La ciudad de hierro cubre historias; y en una de ellas, se encuentra Daniela en el barrio la conocen con “Morena”. Tiene apenas doce años. Su cabello reposa por debajo de sus hombros. Su rostro es bello, pero sus ojos están hundidos y tristes. Su cuerpo es delgado, no pesa más de 35 kilos, ya que no come y casi no respira. A ella no le agrada el oxígeno, prefiere el aroma dulce del thiner que sale de su “mona” o el resistol que almacena en una vieja bolsa de Aurrera.

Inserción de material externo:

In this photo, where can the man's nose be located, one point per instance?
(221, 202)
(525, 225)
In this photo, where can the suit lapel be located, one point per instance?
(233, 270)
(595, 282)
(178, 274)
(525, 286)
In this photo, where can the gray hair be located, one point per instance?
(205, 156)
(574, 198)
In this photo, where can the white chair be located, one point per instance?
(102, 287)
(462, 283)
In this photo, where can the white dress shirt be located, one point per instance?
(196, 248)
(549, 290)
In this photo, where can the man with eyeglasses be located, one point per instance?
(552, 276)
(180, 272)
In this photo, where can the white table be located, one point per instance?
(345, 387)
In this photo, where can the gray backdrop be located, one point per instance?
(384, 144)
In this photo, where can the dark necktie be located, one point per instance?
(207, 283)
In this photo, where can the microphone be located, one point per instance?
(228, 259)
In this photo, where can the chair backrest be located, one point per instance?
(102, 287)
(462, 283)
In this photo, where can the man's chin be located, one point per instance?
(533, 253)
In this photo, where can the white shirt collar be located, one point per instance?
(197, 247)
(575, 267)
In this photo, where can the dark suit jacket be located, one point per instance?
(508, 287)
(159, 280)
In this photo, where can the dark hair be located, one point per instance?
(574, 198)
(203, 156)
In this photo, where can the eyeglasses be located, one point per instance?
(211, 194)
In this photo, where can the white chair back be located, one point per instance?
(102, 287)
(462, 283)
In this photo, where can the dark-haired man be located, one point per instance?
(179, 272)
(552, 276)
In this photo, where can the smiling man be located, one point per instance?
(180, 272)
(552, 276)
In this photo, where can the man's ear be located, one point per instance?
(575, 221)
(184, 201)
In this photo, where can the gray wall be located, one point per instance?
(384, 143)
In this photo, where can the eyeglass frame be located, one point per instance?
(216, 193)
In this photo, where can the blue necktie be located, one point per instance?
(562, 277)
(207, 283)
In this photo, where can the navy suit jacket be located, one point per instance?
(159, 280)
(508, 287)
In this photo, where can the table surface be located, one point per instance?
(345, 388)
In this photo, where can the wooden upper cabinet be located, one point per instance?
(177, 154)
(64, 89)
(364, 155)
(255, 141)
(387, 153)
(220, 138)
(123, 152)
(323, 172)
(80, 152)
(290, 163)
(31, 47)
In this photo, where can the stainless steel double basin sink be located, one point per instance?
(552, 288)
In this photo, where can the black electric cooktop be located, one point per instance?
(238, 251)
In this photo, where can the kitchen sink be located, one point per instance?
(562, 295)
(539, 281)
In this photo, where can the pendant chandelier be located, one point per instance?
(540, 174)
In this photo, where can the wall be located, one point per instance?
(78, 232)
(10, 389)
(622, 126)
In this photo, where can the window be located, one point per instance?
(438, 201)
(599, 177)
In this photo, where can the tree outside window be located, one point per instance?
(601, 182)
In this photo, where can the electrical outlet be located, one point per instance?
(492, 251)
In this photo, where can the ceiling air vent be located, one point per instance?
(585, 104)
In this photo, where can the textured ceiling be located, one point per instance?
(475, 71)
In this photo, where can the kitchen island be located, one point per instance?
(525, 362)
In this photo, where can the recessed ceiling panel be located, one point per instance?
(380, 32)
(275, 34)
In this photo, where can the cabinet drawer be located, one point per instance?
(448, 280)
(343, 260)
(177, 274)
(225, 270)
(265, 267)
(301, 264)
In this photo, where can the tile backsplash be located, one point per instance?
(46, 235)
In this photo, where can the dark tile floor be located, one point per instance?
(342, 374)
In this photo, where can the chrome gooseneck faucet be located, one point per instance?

Su casa no es muy visitada, ya que se encuentra en el fondo del dolor. Por las noches se cubre con su única cobija, el firmamento. Su techo, apenas es iluminado por la escasa luz de luna.
Ella es solitaria, aunque para algunos ella es muda. A ella le gusta caminar mientras muere. No hay día en el que se le olvide pedir un par de monedas, sin embargo, a nadie le importa, nadie la ve. Se ha convertido en un fantasma, una sombra vagando por la ciudad. No tiene amigos, no confía en nada ni en nadie. Sus únicos confidentes: La droga y el alcohol.
Durante el día, Daniela duerme, se siente más segura. Así que de noche vaga entre calles frías y oscuras, entre escaparates grises. Anda en medio de violadores y ladrones. Siempre corre, intenta fugarse de aquellos ojos de lobo, que siempre aúllan en medio de la eternidad.
Daniela no quiere hablar de sus padres. A ella no le importa eso. Su madre no la abraza, no tiene tiempo. Sólo le importa su trabajo en el cabaret. Y a su padre, el no tiene vida para nadie. Su mejor pasatiempo se encuentra, en aquella cantina de focos rojos.
La Morena encuentra refugio y se esconde siempre en el mismo lugar. Siempre está en el fondo de aquél callejón. Ahí, olvida que su vida está colgada de un trapecio sin red. Ahí se aferra a no olvidar que sólo es un ángel callejero atrapado en la selva de acero.